Poznań szykuje się do walki z plakatami antyaborcyjnymi. Wielkoformatowe banery ze zdjęciami martwych płodów w przestrzeni miasta rozwieszają środowiska pro - life. Teraz radni mówią im "dość", bo jak podkreślają, te kontrowersyjne treści wyrastają na ulicach jak "grzyby po deszczu".
To jest o krok za daleko. Te obrazki to drastyczne treści - dla dzieci, dla dorosłych, w tym także dla kobiet, które mają za sobą doświadczenie poronienia, czy trudnej ciąży.
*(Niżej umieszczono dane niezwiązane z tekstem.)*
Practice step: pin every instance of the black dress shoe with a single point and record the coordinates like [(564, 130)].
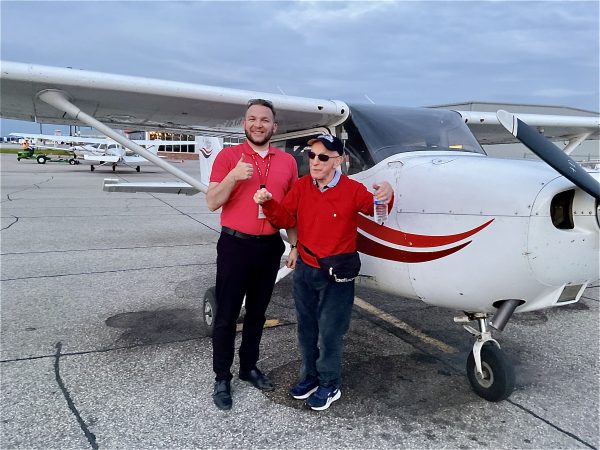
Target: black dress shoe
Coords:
[(222, 394), (257, 378)]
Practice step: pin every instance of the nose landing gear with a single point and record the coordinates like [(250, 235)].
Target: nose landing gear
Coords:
[(490, 374)]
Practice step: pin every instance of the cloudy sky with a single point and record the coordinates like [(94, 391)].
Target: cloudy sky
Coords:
[(410, 53)]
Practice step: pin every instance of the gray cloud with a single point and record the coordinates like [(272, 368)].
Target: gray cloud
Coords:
[(406, 53)]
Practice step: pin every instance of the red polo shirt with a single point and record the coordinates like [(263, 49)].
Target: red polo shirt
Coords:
[(240, 212)]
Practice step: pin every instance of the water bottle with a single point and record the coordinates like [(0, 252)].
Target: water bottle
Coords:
[(380, 208)]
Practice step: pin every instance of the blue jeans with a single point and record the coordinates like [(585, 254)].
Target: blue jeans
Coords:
[(323, 309)]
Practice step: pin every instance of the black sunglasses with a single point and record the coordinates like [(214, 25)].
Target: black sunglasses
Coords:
[(322, 157)]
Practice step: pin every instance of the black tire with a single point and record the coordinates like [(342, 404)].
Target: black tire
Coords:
[(499, 377), (209, 309)]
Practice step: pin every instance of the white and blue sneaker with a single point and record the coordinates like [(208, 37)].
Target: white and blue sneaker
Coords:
[(303, 389), (323, 397)]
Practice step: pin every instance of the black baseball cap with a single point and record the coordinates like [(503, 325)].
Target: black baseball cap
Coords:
[(330, 142)]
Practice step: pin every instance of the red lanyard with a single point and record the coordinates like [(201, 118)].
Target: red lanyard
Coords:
[(263, 183)]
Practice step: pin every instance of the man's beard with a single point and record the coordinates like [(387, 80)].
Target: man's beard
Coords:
[(266, 139)]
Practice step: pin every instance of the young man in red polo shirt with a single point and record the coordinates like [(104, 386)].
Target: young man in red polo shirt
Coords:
[(324, 207), (249, 249)]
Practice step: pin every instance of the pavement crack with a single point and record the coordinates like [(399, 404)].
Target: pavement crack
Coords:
[(11, 224), (98, 272), (91, 437), (185, 214), (556, 427), (35, 185)]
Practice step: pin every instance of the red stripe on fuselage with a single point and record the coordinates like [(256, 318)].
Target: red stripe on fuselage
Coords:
[(370, 247), (413, 240)]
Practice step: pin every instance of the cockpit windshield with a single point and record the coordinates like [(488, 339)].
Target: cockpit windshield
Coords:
[(376, 132)]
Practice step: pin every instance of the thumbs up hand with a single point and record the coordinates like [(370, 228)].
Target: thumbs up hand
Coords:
[(262, 195), (242, 170)]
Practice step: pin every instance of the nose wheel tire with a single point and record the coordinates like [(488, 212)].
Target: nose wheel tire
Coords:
[(209, 309), (498, 379)]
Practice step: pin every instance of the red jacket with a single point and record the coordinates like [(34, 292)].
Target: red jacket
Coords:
[(326, 221)]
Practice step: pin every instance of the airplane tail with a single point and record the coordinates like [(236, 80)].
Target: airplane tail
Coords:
[(207, 148)]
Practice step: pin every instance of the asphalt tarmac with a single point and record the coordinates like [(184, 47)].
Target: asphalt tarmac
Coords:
[(102, 344)]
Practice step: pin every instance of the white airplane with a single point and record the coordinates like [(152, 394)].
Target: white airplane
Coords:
[(102, 151), (485, 236)]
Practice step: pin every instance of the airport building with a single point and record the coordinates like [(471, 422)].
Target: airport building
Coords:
[(179, 150)]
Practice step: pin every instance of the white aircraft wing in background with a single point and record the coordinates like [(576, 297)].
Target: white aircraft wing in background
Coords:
[(467, 232)]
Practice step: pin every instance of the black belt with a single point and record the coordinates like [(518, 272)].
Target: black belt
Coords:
[(246, 236)]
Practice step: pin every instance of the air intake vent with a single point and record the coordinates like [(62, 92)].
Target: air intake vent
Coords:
[(570, 293), (561, 210)]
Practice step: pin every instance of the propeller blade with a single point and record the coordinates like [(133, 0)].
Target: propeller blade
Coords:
[(550, 153)]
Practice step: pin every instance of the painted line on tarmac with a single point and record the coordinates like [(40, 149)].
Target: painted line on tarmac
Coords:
[(380, 314)]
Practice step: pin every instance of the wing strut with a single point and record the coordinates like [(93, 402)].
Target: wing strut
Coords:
[(59, 100), (575, 141)]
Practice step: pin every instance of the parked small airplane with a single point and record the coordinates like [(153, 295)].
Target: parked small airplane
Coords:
[(102, 151), (485, 236)]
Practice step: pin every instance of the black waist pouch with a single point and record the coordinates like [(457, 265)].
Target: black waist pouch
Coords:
[(341, 268)]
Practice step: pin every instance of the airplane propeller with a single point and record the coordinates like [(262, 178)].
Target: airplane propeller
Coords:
[(550, 153)]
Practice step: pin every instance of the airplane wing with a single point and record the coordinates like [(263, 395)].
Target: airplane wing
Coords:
[(60, 138), (126, 102), (135, 160)]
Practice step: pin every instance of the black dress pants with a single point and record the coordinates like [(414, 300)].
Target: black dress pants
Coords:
[(244, 267)]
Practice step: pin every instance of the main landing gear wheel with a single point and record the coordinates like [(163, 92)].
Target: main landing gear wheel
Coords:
[(498, 379), (209, 310)]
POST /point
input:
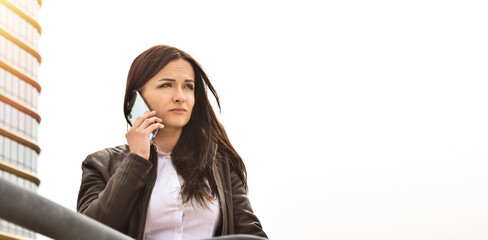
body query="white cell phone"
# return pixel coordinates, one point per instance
(137, 106)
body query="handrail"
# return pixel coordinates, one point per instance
(34, 212)
(41, 215)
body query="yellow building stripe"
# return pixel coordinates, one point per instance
(7, 167)
(21, 107)
(9, 236)
(20, 75)
(22, 14)
(22, 140)
(21, 44)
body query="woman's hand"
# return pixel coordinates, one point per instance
(139, 134)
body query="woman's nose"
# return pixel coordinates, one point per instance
(179, 96)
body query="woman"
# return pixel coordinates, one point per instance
(189, 183)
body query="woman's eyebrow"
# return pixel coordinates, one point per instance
(173, 80)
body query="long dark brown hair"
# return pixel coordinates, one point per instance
(193, 155)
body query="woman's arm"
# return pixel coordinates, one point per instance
(245, 221)
(111, 196)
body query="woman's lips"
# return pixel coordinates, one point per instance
(178, 110)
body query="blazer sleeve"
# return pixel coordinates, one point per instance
(245, 221)
(111, 196)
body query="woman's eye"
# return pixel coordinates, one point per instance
(165, 85)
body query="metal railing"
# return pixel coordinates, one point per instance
(41, 215)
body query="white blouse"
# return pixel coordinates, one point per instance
(168, 218)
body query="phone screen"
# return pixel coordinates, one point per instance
(137, 107)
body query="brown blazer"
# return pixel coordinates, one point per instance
(116, 187)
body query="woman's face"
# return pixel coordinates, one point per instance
(171, 93)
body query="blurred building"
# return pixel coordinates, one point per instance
(19, 92)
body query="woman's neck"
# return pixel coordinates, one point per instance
(167, 138)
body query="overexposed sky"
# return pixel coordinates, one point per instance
(356, 119)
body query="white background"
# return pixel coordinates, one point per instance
(356, 119)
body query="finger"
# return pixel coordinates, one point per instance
(149, 121)
(154, 127)
(139, 120)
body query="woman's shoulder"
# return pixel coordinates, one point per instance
(107, 154)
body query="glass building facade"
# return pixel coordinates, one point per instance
(19, 93)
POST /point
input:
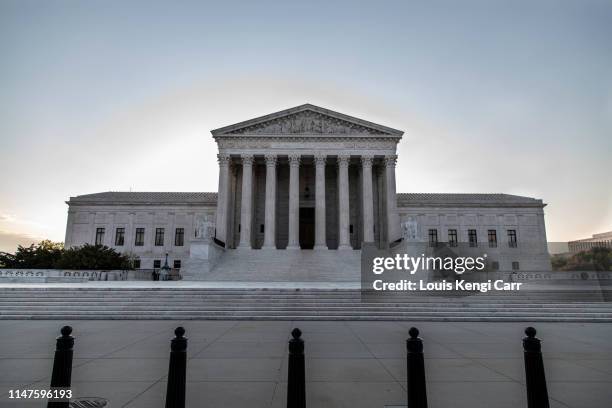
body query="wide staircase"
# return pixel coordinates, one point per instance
(303, 304)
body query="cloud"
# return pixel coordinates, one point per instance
(10, 240)
(13, 219)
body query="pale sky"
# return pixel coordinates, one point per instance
(117, 95)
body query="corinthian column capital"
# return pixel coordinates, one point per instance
(343, 161)
(270, 160)
(294, 159)
(366, 160)
(223, 159)
(320, 159)
(390, 160)
(247, 159)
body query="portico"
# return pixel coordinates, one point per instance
(306, 178)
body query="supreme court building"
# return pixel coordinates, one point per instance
(304, 178)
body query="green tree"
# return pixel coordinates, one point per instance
(43, 255)
(93, 257)
(595, 259)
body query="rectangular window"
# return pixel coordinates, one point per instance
(492, 238)
(119, 236)
(159, 237)
(472, 238)
(452, 237)
(512, 238)
(139, 237)
(99, 236)
(179, 237)
(433, 237)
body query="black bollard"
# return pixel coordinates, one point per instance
(415, 365)
(537, 394)
(62, 365)
(296, 376)
(177, 372)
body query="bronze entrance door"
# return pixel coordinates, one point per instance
(307, 228)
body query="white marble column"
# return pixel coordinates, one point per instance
(247, 201)
(343, 203)
(270, 214)
(222, 199)
(320, 237)
(368, 199)
(393, 232)
(294, 202)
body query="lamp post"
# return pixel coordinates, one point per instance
(165, 270)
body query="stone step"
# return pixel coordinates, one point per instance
(308, 304)
(317, 318)
(231, 313)
(290, 304)
(355, 307)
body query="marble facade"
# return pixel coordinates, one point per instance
(303, 178)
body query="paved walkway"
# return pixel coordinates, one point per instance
(349, 364)
(527, 286)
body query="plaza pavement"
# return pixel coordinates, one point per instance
(349, 364)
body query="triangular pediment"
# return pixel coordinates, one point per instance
(306, 120)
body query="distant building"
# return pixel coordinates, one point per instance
(603, 240)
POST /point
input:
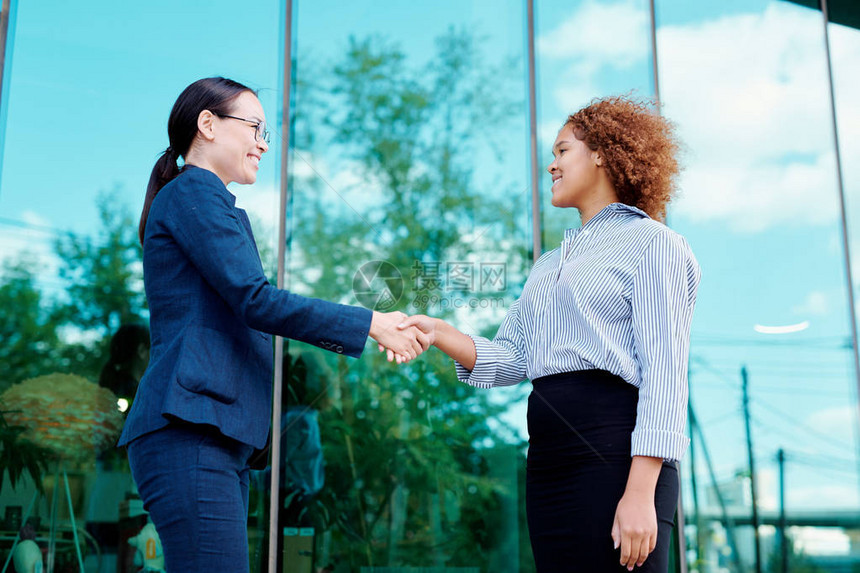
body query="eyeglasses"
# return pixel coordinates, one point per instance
(260, 131)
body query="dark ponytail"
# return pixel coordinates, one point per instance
(214, 94)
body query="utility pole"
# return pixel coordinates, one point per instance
(783, 540)
(728, 522)
(701, 563)
(755, 522)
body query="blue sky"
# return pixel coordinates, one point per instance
(92, 84)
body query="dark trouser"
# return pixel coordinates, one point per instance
(580, 426)
(194, 484)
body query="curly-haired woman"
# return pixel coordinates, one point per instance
(602, 330)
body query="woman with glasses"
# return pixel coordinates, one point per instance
(602, 329)
(204, 403)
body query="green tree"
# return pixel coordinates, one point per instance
(105, 285)
(408, 450)
(27, 328)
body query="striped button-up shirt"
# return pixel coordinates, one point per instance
(617, 295)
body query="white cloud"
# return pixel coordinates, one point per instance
(836, 422)
(750, 95)
(596, 37)
(585, 35)
(821, 541)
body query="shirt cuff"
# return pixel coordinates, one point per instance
(483, 375)
(659, 444)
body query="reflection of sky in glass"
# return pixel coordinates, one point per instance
(91, 88)
(92, 84)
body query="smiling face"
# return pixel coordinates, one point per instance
(233, 152)
(575, 170)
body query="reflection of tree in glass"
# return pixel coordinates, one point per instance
(27, 329)
(69, 332)
(407, 449)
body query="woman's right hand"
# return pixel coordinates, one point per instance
(424, 323)
(403, 344)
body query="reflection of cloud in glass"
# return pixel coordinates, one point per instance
(783, 329)
(749, 93)
(594, 44)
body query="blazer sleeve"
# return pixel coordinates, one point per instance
(202, 219)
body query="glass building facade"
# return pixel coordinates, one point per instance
(406, 172)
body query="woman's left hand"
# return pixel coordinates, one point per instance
(634, 529)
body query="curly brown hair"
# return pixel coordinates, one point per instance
(638, 147)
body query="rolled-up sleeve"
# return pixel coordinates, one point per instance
(663, 298)
(499, 362)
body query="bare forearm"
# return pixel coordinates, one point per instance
(642, 479)
(455, 344)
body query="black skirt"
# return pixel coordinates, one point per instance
(580, 427)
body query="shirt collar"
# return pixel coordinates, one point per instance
(610, 210)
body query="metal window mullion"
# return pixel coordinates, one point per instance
(846, 243)
(277, 390)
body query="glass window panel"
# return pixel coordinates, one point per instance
(410, 191)
(90, 89)
(747, 84)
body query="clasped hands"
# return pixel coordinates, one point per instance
(403, 341)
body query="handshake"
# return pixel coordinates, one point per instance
(402, 337)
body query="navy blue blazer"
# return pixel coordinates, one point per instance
(212, 312)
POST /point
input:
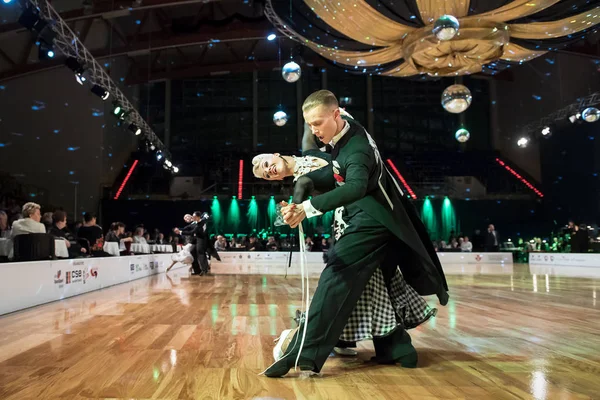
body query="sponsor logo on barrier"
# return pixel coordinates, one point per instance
(74, 276)
(57, 278)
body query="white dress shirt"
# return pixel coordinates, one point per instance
(309, 210)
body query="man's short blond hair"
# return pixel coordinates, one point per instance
(29, 209)
(320, 98)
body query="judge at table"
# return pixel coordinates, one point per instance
(59, 231)
(30, 223)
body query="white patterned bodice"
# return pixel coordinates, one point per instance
(307, 164)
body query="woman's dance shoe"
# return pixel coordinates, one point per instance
(283, 366)
(283, 342)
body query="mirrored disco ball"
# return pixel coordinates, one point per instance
(591, 114)
(456, 99)
(446, 27)
(291, 72)
(280, 118)
(462, 135)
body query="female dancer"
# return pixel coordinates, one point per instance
(386, 304)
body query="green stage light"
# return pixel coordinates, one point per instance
(429, 219)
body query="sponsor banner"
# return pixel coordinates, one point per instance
(560, 259)
(276, 263)
(46, 281)
(475, 258)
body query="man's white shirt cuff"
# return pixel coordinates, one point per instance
(309, 210)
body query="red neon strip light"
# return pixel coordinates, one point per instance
(241, 179)
(519, 177)
(399, 175)
(126, 179)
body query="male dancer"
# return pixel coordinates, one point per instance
(198, 236)
(382, 229)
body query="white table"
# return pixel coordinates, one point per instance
(60, 248)
(7, 248)
(161, 248)
(140, 248)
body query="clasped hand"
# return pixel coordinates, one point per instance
(293, 214)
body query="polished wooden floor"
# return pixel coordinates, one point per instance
(502, 336)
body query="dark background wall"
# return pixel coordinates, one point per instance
(534, 90)
(59, 137)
Mówi radna miejska Maria Lisiecka - Pawełczak. Nad rozwiązaniem, które dałoby narzędzia do walki z kontrowersyjnymi plakatami w przestrzeni miasta, pracują panie z klubu radnych Koalicji Obywatelskiej.
Analizujemy, jak to wygląda w innych miastach, radzimy się prawników, rozmawiamy z organizacjami pozarządowymi. Trzeba przeanalizować kwestię aktu prawa miejscowego - to jest szczególnie ważne. Chcemy stworzyć taki dokument, który jasno pokaże, że chcemy walczyć z tym problemem na ulicach Poznania.
Wstępny pomysł radnych ma być gotowy już pod koniec lutego.